Care received for black vs. white patients
Type of care Whites Blacks
Consultation with surgeon 91% 88%
If consultation, probability of primary tumor surgery 73% 67%
If consultation, probability of diversion/ostomy 6.5% 7.4%
Consultation with oncologist 82% 81%
If consultation, probability of chemotherapy 59% 50%
Radiation therapy
Consultation with radiation oncologist 22% 17%
If consultation, probability of radiation therapy 58% 55%

The overall conclusion was that black patients were less likely to be referred or treated for metastatic colorectal cancer. Everyone in the population had Medicare, so it wasn't a question of being uninsured, Murphy said. Nevertheless, SEER data always impose limitations, and obtaining some patient details is always going to be a challenge with this type of study design.

"For example, while we have income data, it's so-called regional income data based on where the patient lived and what sort of income was in that area, so it's not exactly the specific patient's income," Murphy explained. "So, that said, we were able to control for income, we were able to control for geography, we were able to control for population density -- but everything we were able to control for didn't explain the differences between black and white patients."

Still, the cost of care is an important question that points to the need for additional research that the group is now conducting, he said. For example, even if patients are receiving similar treatments, are their costs similar? Also, with Medicare, patients are responsible for co-payments, and it will be important to know if co-payments might represent a barrier to treatment that differs by race. New SEER data for 2008 and 2009 have just been published, and the study results will be updated to include them, Murphy said.

"But to tell you the truth, during our study period of patients diagnosed between 2000 and 2007, we didn't see any time differences," he said. "It's a little bit frustrating because it shows that these racial differences really persisted over our study period."
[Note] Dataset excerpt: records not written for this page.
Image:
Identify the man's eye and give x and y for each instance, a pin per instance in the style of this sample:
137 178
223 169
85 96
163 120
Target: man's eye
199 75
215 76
"There's a lot of research on racial disparity, and this study helps us hone in a little bit in terms of disparities both before and after consultation with a specialist," he said. "Whether or not it's the same mechanism that's causing the disparity before or after is hard to say with this data, but I think it's telling us that we really need to do more detailed analyses of physician-patient interactions, physician biases, and patient biases."

"Or are there other sorts of barriers both within and outside of the healthcare system in terms of the patient environment that we're not accounting for that are resulting in these outcomes?" he added. "I think most importantly this study is showing that treatment differences really could impact survival."